I ran into a limitation while working on a lua.zig wrapper, and I want to check whether I’m understanding Zig’s design correctly, or whether I’m missing an intended approach.

My practical use case

I have a namespace like this:

const APIs = struct {
    pub extern fn lua_createtable(L: *State, narr: c_int, nrec: c_int) callconv(.c) void;
    pub extern fn lua_pushinteger(L: *State, n: c_int) callconv(.c) void;
    // ...
};

What I want for the public API is:

pub const createtable = APIs.lua_createtable;
pub const pushinteger = APIs.lua_pushinteger;
// ...

So that users (remain parts of my code) can simply write:

const lua = @import("lua.zig");
lua.createtable(...);
lua.pushinteger(...);

(I know there is zlua project in github, but it required to build lua itself into shared library, which is not fill my purpose)

This is currently working fine if I write those aliases manually.

What I hoped to do

Since all the source declarations are already present in APIs, I hoped I could:

  1. iterate over @typeInfo(APIs).@"struct".decls
  2. get each declaration name and member
  3. strip the lua_ prefix (or transform luaL_... as needed)
  4. somehow generate: pub const {new_name} = {member};

But as far as I can tell, Zig currently allows reflection over decls, and allows type construction for fields via @Struct, but does not allow constructing new declarations or injecting them into a container/module scope.

So the only current options seem to be:

  • write aliases manually
  • or generate a .zig file with codegen modified it (I have other helpers in lua.zig, so I could just replace parts of file, not whole).

My questions

1. Is this limitation intentional because of Zig’s “No hidden control flow” / anti-macro philosophy?

I’m wondering whether declaration generation is intentionally excluded because introducing new declarations from comptime would be considered too close to hidden language-level metaprogramming.

In other words: is the inability to generate decls from reflected decls a deliberate design boundary, rather than just an unimplemented feature?

2. Is there any roadmap or long-term plan for declaration-level metaprogramming?

I’m not necessarily asking for a full macro system, but something like:

  • declaration reification
  • constructing container decls in @Struct
  • or some supported way to generate alias declarations from reflected declarations
    Has this been discussed as a possible future direction, or is it considered out of scope?

3. In cases like this, is code generation the recommended Zig-style solution?

For this kind of FFI wrapper ergonomics problem, is the intended answer simply:

“yes, use build-time codegen and generate a .zig file”

If so, that’s totally fine — I mainly want to understand whether this is the idiomatic expected approach today. (btw, the usingnamespace is deleted from language, so a separate .zig file can not hide the indirection from user, so the codegen must modify the part of file)

Thanks!

True.

For the same reason, I don’t think there will be any currently.

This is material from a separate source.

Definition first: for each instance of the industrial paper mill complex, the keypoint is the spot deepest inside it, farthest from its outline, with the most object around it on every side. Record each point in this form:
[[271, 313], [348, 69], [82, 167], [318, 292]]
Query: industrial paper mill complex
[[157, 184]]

Edit: I think manually writing it in this particular scenario is optimal, because the actual requirement here is just to generate a specific structure. I think this approach is not large in scale; string-based metaprogramming is too fragile. If the scale is really unacceptably large, or if there is a very complex need for automatic conversion compatible with multiple versions, code generation at build time may be more recommended.

I’m afraid so; generating at build time is considered the recommended solution.

1 Like

Thanks for the reply! It’s very clear for me.

So there it’s final question: as ‘usingnamespace` is removed, how can I “merge” the generated struct into the unique namespace?

Or is it not an optimal or recommend way in zig? User should use const lua = @import(“Lua.zig”).Lua; instead?